The Towering Sky
Watt shuddered a little. Avery must have felt incredibly trapped up there on the thousandth floor, to want to give it all up and let the rest of them go free.
But then, Watt had seen the turmoil over Avery and Atlas, the hateful things people had spewed at them both. It never ceased to amaze him, the way humans could hurt each other. No other animal was capable of that kind of vicious, useless cruelty. You’d think that people would have learned to do better by now, as a species.
Watt understood why Avery had wanted to get away from that. It was the kind of thing that would have chased her the rest of her life. She would never have escaped it.
He knew that he should feel guilty for the role he had played in helping her—he and Nadia both, really—except that he had a feeling Avery would have found a way to do exactly what she wanted, with or without his help.
He glanced down again to where Nadia was clutched tight in his palm like a talisman. Leda followed the movement, and her eyes widened.
“Is that Nadia?” she whispered.
Watt nodded. “I had her removed,” he managed to say. Just barely.
“Why?”
“Because she killed Mariel.”
Watt heard the sharp intake of breath, saw the final weight of uncertainty slide from Leda’s shoulders as she realized, once and for all, that Mariel’s death wasn’t her fault.
“I’m not a killer?” she said quietly, and Watt shook his head. The real killer was him, even if he hadn’t known or meant it.
He turned back toward the water, which was a smooth, mirrored gray, reflecting the hammered surface of the clouds overhead. Good-bye, Nadia. And this time, for the first time in years, she didn’t answer his silent thought, because she was no longer in his head to hear it. The only person who could hear his thoughts was Watt himself.
He hurled his arm back and threw Nadia out over the water in a single clean motion, as hard as he possibly could.
There was a moment of profound, acute silence when Watt wished he could undo what he’d just done, but it was too late—Nadia sailed in a flying arc over the water, gleaming in the pearly morning light, and hit the surface with a definitive, echoing plop.
That was it, Watt thought dazedly. Nadia was gone. The briny water of the bay was already corroding her, destroying her processors as she sank on and on toward the bottom. It was the same water in which Mariel had died.
Leda reached over and curled her fingers in his.
They stood there like that for a while, neither of them speaking. Watt could barely think over the twisted pain in his chest.
When his contacts lit up with a ping from an undisclosed caller, it took Watt a moment to realize that Nadia wasn’t going to hack the system and tell him who it was.
He gestured to Leda and stepped away, turning his head to accept the ping. “Hello?”
“Mr. Bakradi, it’s Vivian Marsh. From MIT,” she added, as if he didn’t already know. “Did you code this yourself?”
“Excuse me?”
“The files you just sent me, containing the code for a quantum computer. What are they from?”
Watt muttered frantically to his contacts to pull up his outgoing mailbox; when he saw his most recent message, his heart burst in his chest, because he’d sent the complete script of Nadia’s code over to MIT. Or rather, Nadia had sent it, during the procedure. It was an enormous file, so massive that she must have co-opted several local servers just to initiate the data transfer.
Watt braced himself to lie, to deny any knowledge of a highly illegal quantum computer, but the words wouldn’t come.
He had already told a lifetime’s worth of lies. Maybe it was time for him to own up to the things he had done.
“Yes. I wrote that code,” he said slowly, almost defiantly.
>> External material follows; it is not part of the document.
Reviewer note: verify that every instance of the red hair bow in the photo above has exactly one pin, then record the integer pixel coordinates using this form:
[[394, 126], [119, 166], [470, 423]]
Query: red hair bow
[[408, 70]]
His chin was tipped up, in a look he’d picked up from Leda without even realizing it.
“You know that to write code like this without authorization is a felony, under section 12.16 of the Computing Directives Act, and punishable by a federal court.”
“I know,” Watt said, feeling nauseous.
“Not to mention there’s a dangerous flaw in your core directive!” Vivian made a tsk noise, as if to chide him.
Watt’s interest momentarily surged above his fear. “You read the code?”
“Of course I read the code, don’t you remember that quantum engineering is my background?” Vivian exclaimed. “Honestly, Mr. Bakradi, I’m impressed. It’s remarkable, the way you’ve managed to stack and fold the code in on itself; you must have saved yourself at least a hundred cubic millimeters. Where is the computer?”
He realized in a daze that she meant Nadia. “Gone,” he said quickly. “I destroyed her—I mean it. I destroyed it.”
“Oh,” Vivian breathed, and it struck Watt that she sounded almost . . . disappointed. “It’s probably for the best, a computer of this kind, unregulated. You didn’t use it for anything, did you?”
“Um . . .” Hacking the police, hacking the Metropolitan Weather Bureau, hacking people’s flickers and messages, trying to make Leda like me, cheating at beer pong, oh, and summarizing Pride and Prejudice so I wouldn’t have to read it. The usual.
“On second thought,” Vivian amended, “Don’t answer that. If I knew you had actually used a computer like this, I would feel morally obligated to report you.”